Hier geht es nicht um eine oberflächliche «Hauruck- Massnahme».

Und schon gar nicht um Schönfärberei.  Oder Drumherum- Geschwafel.

Sondern echtes und nachhaltiges Wohlbefinden.

 

Unser Körper arbeitet nicht gegen uns

Auch das erlebe ich in meinem Alltag zuhauf:

Menschen, die angefangen haben zu glauben, dass ihr Körper gegen sie arbeitet. Dass er ihnen irgendwas Böses will.

 

Sie fühlen sich ihm ausgeliefert und glauben, dass es Schicksal oder Zufall ist, dass sie diese oder jene Beschwerden oder Krankheiten haben.

 

In Wahrheit ist unser Körper etwas vom ehrlichsten was es gibt: er ist eine Projektionsfläche.
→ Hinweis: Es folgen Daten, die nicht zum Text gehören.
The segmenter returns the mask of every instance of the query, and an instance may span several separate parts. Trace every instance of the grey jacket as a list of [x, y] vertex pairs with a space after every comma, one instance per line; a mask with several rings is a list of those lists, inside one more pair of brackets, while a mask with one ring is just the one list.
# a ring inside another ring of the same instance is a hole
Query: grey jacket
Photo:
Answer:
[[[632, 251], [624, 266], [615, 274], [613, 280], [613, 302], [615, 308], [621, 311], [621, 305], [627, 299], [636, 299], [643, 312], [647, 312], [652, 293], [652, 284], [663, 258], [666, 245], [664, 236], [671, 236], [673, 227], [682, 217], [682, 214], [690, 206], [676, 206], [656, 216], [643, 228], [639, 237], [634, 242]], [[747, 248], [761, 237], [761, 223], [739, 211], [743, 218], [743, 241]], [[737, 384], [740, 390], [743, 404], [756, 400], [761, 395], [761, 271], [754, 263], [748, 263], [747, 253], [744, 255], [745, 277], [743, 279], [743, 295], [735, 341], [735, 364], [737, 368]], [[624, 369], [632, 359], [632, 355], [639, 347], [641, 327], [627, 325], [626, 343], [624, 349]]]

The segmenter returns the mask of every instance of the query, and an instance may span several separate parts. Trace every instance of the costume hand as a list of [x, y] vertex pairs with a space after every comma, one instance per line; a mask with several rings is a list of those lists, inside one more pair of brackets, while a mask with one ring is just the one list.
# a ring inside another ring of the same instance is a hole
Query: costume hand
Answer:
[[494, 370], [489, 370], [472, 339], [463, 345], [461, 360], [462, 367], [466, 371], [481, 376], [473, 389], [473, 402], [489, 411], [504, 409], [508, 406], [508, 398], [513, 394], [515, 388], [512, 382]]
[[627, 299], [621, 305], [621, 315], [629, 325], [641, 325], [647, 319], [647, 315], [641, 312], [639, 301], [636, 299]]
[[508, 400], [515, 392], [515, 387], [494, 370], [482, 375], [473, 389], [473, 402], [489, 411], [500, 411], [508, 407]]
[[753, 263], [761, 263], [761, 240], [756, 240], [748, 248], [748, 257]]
Er hat kein eigenes Bewusstsein. Kann sich nicht am Morgen dafür entscheiden, heute einfach mal «keinen Bock» zu haben.

 

Stattdessen spiegelt er unsere Bedürfnisse, Entscheidungen und Handlungen wider

und versucht die ganze Zeit, uns im Gleichgewicht zu halten. Und er versucht sich mitzuteilen, wenn wir gegen unsere Energie leben.

 

Du kannst dir das vorstellen wie ein Parksensor bei deinem Auto:

Er ist so eingestellt, dass dein Fahrzeug beim Parkieren oder Rangieren keinen Schaden erleidet. Das sind voreingestellte Daten, die er im Einzelfall einfach abruft, ohne selbst darüber nachdenken zu können.

 

Genauso funktioniert es mit unserer Energie auch.

Unser Human Design zeigt uns unsere «voreingestellte» Energie. Unser energetisches Schnittmuster quasi.

Und wenn wir gegen diese Einstellungen leben, beginnt unser Körper zu «piepen» um uns mitzuteilen, dass wir eine Grenze erreicht haben, die uns schaden könnte.

 

Genauso wie bei deinem Auto wird der Piepton immer lauter, wenn wir ihn ignorieren.

Und wenn wir das lange genug tun, fahren wir irgendwann gegen die Wand.

Das sind dann Momente, in denen uns die Erkältung ins Bett zwingt oder eine Panikattacke das ständig Weiterhetzen unterbricht.

 

All das sind nur Beispiele. Ich bin sicher, du kennst solche Moment, in denen dein Körper dir solche Warnsignale gesendet hat.

 

Das Wichtigste dabei ist zu erkennen:  unser Körper arbeitet nie gegen uns. Das kann er gar nicht. Er kämpft immer für uns und unsere Unversehrtheit.

 

Und wenn wir beginnen, diese Signale wieder zu hören, verändert sich etwas.

 

Denn dann können wir endlich aufhören, nur Symptome zu bekämpfen.

 

Gesundheit beginnt lange vor der Diagnose

 

Denn genau das geschieht aus meiner Sicht viel zu häufig.

Aber ich wünsche mir eine Welt, in der Gesundheit nicht erst dann zum Thema wird, wenn etwas nicht mehr funktioniert.

 

 Eine Welt, in der wir lernen:

 

unseren Körper zu verstehen

unsere Bedürfnisse wahrzunehmen

unsere Energie zu kennen

Verantwortung für uns selbst zu übernehmen

und das Wunder, das wir sind wieder zu lieben, anstatt dagegen zu kämpfen

 

Denn genau das sind wir: wahre Wunderwerke.

Das haben mir die vielen Tage hinter den Lehrbüchern der Medizin und die unzähligen Stunden an den Krankenbetten der Menschen eindrücklich bewiesen.

Und ich habe nach 24 Jahren Pflege immer noch regelmässig Gänsehaut, wenn ich sehe, was der Körper alles zu leisten im Stande ist.

 

Nicht weil er muss. Nicht weil er irgendwas dafür bekommen würde.

Sondern einfach, weil er genau dafür gemacht ist: perfekt zu funktionieren und uns am Leben zu erhalten.

 

Und eines ist ganz sicher: Gesundheit beginnt nicht im Wartezimmer.

Sie beginnt lange davor.

In den kleinen Entscheidungen des Alltags.

In der Art, wie wir mit uns umgehen.

 

Und vielleicht beginnt sie sogar mit einer einzigen Frage:

 

Wie kann ich mich heute so unterstützen, dass mein Körper nicht erst schreien muss, damit ich ihm zuhöre?

 

Du hast es verdient, ein grossartiges Leben in einem gesunden und vitalen Körper zu führen.

Dafür darfst du dich aber auch entscheiden. Nicht irgendwann. Sondern jetzt.